Riverside County vector control officials will be conducting anti-mosquito spraying Wednesday in Nuevo to eradicate growing infestations that pose a potential risk to public health.
The Department of Environmental Health has scheduled “ultra-low volume” insecticide spraying in two areas, covering a total 218 acres, between 5 a.m. and 7 a.m.
According to agency spokeswoman Dottie Merki, large concentrations of the pests have raised concerns about the potential for West Nile virus and other diseases being transmitted, though the presence of WNV has not been documented in the spray zones.
Spraying operations are set in a 169-acre space between Ninth and 10th streets, as well as Reservoir and Yucca avenues. Spraying is also planned in a 49-acre space near Mystic Field, bordered by Lakeview, Magnolia and Reservoir avenues, along with Orange Street to the east, Merki said.
Anti-mosquito spraying involves the use of chemicals approved by the U.S. Environmental Protection Agency. Pesticides are emitted as a mist dispersed from machines anchored in the backs of pickup trucks.
Merki recommended that during operations, residents stay indoors and keep windows closed until at least 15 minutes after the trucks have departed.

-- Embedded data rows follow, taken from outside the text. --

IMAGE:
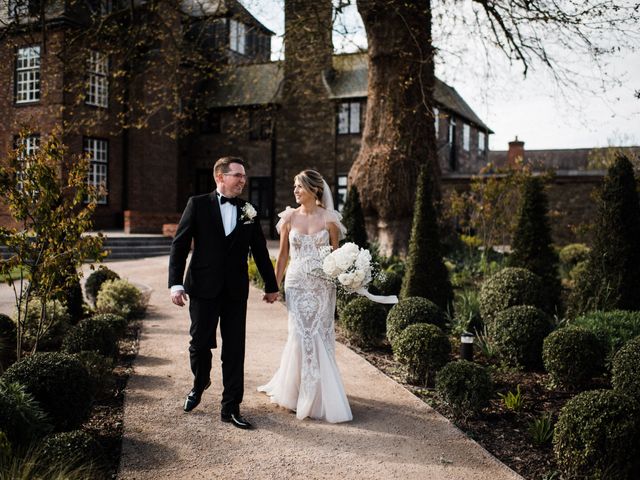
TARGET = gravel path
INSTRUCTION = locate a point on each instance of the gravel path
(393, 434)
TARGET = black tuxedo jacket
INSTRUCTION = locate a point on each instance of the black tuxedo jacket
(219, 263)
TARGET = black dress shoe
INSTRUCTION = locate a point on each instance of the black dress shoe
(236, 420)
(193, 399)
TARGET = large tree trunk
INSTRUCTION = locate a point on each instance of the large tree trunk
(399, 134)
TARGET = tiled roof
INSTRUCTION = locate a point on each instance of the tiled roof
(258, 84)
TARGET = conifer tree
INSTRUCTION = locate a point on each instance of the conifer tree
(612, 275)
(426, 274)
(532, 244)
(353, 219)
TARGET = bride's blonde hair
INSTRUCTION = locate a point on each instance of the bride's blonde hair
(312, 182)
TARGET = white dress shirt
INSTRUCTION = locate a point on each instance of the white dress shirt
(229, 215)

Eight human West Nile virus infections have been reported in Riverside County so far this year. Statewide, 100 WNV infections have been recorded, four of them fatal, according to the California Department of Public Health.
An online map showing West Nile hotspots countywide is available here: www.rivcoph.org/Home/WestNileMap.aspx .
Mosquitoes typically become carriers of the virus after feeding on an infected bird and can then spread the potentially lethal strain to animals and humans. Those at greatest risk include seniors and individuals with compromised immune systems.
Symptoms may never materialize, but can include fever, headache, nausea, body aches, skin rashes and swollen lymph nodes.
Mosquito season in Southern California generally spans May to October. To reduce exposure to mosquitoes carrying WNV, yellow fever, Zika and other diseases, residents are urged to:
— spend as little time as possible outdoors at dawn or dusk, when mosquitoes are generally on the move;
— wear pants and long-sleeved shirts during outdoor activity;
— use insect repellent;
— ensure door and window screens are fitted properly to keep bugs out; and
— get rid of standing water, aside from pools properly treated with chemicals.